The big innovation here is to use a gradient boosted decision tree to learn the relevant data crosses. Their model claims a 4% decrease in NE (quite large) by using the binary encoding of which leaf a variable falls into. So if tree has 3 terminal leaves on right side and 2 on left side then you can use [0,0,0,1,0] if the value falls into the left leaf of the right tree. This effectively automatically does a lot of the feature engineering for you as the decision trees learn which data crosses to do.

Turning Decision Trees into Features

They also show that they get large improvements by training online and the importance of data freshness in their models for Ads. Wonder if the same is true for more static data sets than Ads like movie recommendations. This echos retargeting as being important, figuring out the user’s current context?

They show that the learning rate update has a large impact. The one that works the best for them is what they call the “per-coordinate learning rate” credited to Google’s 2013 KDD McMahan et al paper.

$$ \eta_{t,i} = \frac{\alpha}{\beta + \sqrt{\sum_{j=1}^t\nabla_{j,i}^2}} $$

The constant per weight learning algorithm performed the worst overall. The gain from the worst to the best was 5% NE so comparable to changing the model or using the decision tree features suggested above.

They compare their logistic regression approach to the Bayesian online learning scheme for probit regression (BOPR) described in Bing’s ICML 2010 Graepel et al paper. BOPR has a similar update for the learning but updates both a mean and variance. This makes for a more expensive update but allows for a full posterior distribution over the click which can be used for explore/exploit learning schemes.

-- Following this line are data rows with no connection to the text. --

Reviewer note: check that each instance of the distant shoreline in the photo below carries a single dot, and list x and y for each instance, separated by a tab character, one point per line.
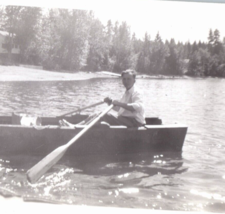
36	73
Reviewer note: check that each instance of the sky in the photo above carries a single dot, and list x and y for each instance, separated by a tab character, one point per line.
183	21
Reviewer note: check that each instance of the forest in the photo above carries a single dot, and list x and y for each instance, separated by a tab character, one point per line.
74	40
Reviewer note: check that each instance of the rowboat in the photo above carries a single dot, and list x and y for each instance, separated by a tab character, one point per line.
47	135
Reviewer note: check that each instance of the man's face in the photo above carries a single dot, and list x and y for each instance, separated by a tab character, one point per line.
128	81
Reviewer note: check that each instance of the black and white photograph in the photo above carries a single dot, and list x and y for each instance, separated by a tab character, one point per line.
116	105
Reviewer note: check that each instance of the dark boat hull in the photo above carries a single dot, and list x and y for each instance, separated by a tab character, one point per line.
99	140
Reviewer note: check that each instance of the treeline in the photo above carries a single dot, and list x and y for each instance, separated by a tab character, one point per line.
72	40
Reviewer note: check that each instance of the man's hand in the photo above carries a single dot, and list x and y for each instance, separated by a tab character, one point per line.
108	100
116	103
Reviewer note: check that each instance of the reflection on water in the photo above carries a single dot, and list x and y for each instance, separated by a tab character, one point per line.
191	181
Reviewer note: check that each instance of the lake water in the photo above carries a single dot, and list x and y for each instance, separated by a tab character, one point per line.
191	181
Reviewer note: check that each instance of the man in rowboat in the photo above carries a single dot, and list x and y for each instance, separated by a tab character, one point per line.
130	110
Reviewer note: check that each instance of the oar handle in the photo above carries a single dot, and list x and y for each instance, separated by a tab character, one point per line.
93	122
80	109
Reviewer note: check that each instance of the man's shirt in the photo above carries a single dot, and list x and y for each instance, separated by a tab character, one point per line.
133	98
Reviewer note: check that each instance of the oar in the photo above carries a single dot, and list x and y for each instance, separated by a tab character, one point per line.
80	109
51	159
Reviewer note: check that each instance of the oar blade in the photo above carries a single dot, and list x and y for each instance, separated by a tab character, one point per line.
45	164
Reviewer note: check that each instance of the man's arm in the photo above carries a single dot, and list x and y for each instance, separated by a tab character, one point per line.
126	106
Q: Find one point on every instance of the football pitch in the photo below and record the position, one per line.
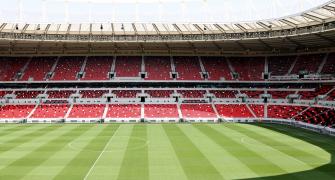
(164, 152)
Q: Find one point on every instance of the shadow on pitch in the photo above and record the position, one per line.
(328, 169)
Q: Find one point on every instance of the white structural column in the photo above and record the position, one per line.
(324, 61)
(179, 111)
(201, 64)
(68, 111)
(143, 64)
(216, 111)
(84, 65)
(265, 110)
(104, 115)
(292, 65)
(19, 10)
(66, 9)
(252, 112)
(266, 67)
(113, 64)
(173, 67)
(32, 112)
(142, 110)
(89, 11)
(44, 11)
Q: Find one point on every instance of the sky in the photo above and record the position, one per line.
(149, 11)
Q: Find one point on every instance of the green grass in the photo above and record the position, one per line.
(164, 151)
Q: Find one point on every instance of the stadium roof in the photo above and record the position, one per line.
(321, 14)
(150, 11)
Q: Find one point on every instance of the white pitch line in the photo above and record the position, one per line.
(102, 152)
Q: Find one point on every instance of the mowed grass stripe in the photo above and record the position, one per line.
(135, 163)
(8, 127)
(324, 141)
(251, 159)
(327, 143)
(303, 156)
(163, 162)
(299, 143)
(22, 150)
(14, 129)
(25, 138)
(228, 165)
(9, 137)
(82, 162)
(195, 165)
(289, 150)
(19, 168)
(55, 164)
(109, 165)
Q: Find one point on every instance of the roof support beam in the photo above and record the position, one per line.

They observe that after 500 trees the model does not improve very much and can even get worse due to over training. They observe that the top 10 features are responsible for about 12 total feature importance as measured by summing over the squared loss reduction over all trees. They see that sampling at a .025 rate gives maximal reduction in NE. Interesting that a 0.025 does the best and that too many negatives actually hurt the training.